Advisors may have been feeling like they’re on winning teams lately, with the market up 7.5% over the past three months (as of February 28). But that has nothing to do with your skill; instead, it’s called being in the right industry at the right time.
The real competition is about clients, and today you’re playing against robots as well as other advisors. And the robots are looking like the Wisconsin Badgers in this year’s March Madness. Financial services research firm Cerulli Associates forecasts that the digital advice market will grow from $83 billion by year-end 2016 to roughly $385 billion by year-end 2021. Are you going to fight the so-called robos or join them? I believe that it’s vital for human advisors to view digital advice delivery as a friend, and not a foe that will eat their lunch.

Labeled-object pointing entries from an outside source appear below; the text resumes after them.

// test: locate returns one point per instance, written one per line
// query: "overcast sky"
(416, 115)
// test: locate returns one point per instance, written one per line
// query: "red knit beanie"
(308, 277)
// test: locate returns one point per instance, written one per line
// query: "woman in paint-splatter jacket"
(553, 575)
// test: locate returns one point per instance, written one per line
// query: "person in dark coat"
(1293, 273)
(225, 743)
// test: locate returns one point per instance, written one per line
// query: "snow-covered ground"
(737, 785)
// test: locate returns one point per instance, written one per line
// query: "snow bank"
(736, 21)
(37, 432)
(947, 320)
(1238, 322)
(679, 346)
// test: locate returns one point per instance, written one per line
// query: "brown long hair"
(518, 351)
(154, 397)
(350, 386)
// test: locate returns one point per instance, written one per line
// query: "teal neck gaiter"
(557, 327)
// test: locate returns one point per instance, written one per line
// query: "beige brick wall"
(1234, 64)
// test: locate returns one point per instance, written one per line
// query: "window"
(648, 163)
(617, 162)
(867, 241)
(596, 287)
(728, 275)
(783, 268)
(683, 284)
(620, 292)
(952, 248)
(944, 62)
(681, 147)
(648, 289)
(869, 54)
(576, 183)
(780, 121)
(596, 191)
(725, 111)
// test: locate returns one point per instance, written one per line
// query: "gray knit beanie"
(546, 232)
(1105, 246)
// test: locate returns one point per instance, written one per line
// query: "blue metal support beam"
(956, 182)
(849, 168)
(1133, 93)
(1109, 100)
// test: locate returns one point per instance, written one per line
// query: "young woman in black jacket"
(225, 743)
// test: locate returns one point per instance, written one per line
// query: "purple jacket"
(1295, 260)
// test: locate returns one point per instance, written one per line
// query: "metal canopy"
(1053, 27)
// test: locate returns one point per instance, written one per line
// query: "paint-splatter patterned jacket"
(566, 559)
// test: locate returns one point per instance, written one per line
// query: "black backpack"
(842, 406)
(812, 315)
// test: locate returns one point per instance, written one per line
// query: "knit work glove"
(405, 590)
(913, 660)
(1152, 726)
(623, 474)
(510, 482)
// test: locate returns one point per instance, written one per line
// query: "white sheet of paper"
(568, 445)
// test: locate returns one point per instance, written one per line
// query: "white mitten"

So not only are you fighting the headwinds of tougher and confusing regulatory requirements and fee compression, you have digital advisors to contend with as well. You must still offer superior client service and run your businesses effectively while you market and grow your firms.
That’s a lot. But add one more thing: The investing public sees little differentiation among advisors in the marketplace today. They don’t understand what makes you special, so you have to show them. And the way to show them is to connect—you are more than a portfolio manager, which is the most commoditized aspect of your practice.
It’s up to you to beef up the ‘advice’ component of financial advice, then prove to your clients and prospects that you’ve got what they want. View digital investing delivery not as a force that will displace you but instead as a way to broaden your opportunity to deliver deeper levels of advice to a wider client base. Notice I said digital investing, not advice.
First, Define Your Value
Even as low-cost robos spread across the financial landscape, Cerulli notes that investors still value the role that advisors play in helping them understand the complexities of their finances. “Households’ perceived need for investment advice has increased since last year,” says Cerulli’s Scott Smith, who directs research on investor behavior. “With ongoing geopolitical turmoil, households continue to seek advice from a professional who can help them manage the turbulent times by focusing on goals and staying the course versus making panicked decisions that will have a negative impact on a portfolio.”
To best connect to clients in ways that highlight the value of advisory services requires developing a well-defined UVP—unique value proposition—that you can articulate. Your UVP describes how you can help solve your client’s problems, the services you provide and why you are the person who is most appropriate to handle their finances. It also sets up the cost-of-service conversation and positions your value.
So let’s talk about that. How are you different? Being the “trusted advisor” doesn’t cut it any more. You need to go deeper.
Second, Define How You Provide Services, Not Which Ones You Provide
The ‘What’ are the services you provide. They are a trap advisors frequently fall into. Everyone provides similar services. It’s the ‘How’ that makes the difference and speaks directly to the client.
Consider your target audience or the niche group with which you want to work. Write down what you are doing already or can do to better serve them. Think qualitatively—what difference does your approach make in their lives? How do your principles and philosophy come into play?
Next, write down your three favorite clients—ones who fit your ideal, are a pleasure to work with, have the right level of assets, maybe are a good referral source. Consider them one at a time. How have you helped them? Here’s what you need to include:
- The clients’ goals and objectives
- Their needs, concerns and challenges—what wakes them up at 3:00 AM?
- How they view you
- What problems you help them solve
- What benefits you provide
- Why the client came to you in the first place and how you helped them overcome challenges.
- Specifically how you help them
You now have three stories of how you’ve made someone’s life better, in ways a robo can’t. Each story should give you an idea about specific attributes of your practice, ones that make you unique. These are more compelling to share than the fact that you provide goals-based financial planning.
Talking about planning can feel like a foreign language to clients who may not have experienced it yet or who don’t understand why it matters, such as Millennials and even GenXers. But what is planning? Advice that is personal, and goes beyond the realm of the robo or any technology.
Third, Understand Technology’s True Role
The questions remain the same: “Tell me (financial advisor) what makes you different; why should I work with you?” No matter how personal your approach may be, technology still plays a critical role. According to a recent report from Roubini ThoughtLab, 62% of clients desire the latest technology and 51% want responsive, round-the-clock service. So technology should be part of your value proposition, while acknowledging that the human advisor still provides the secret sauce.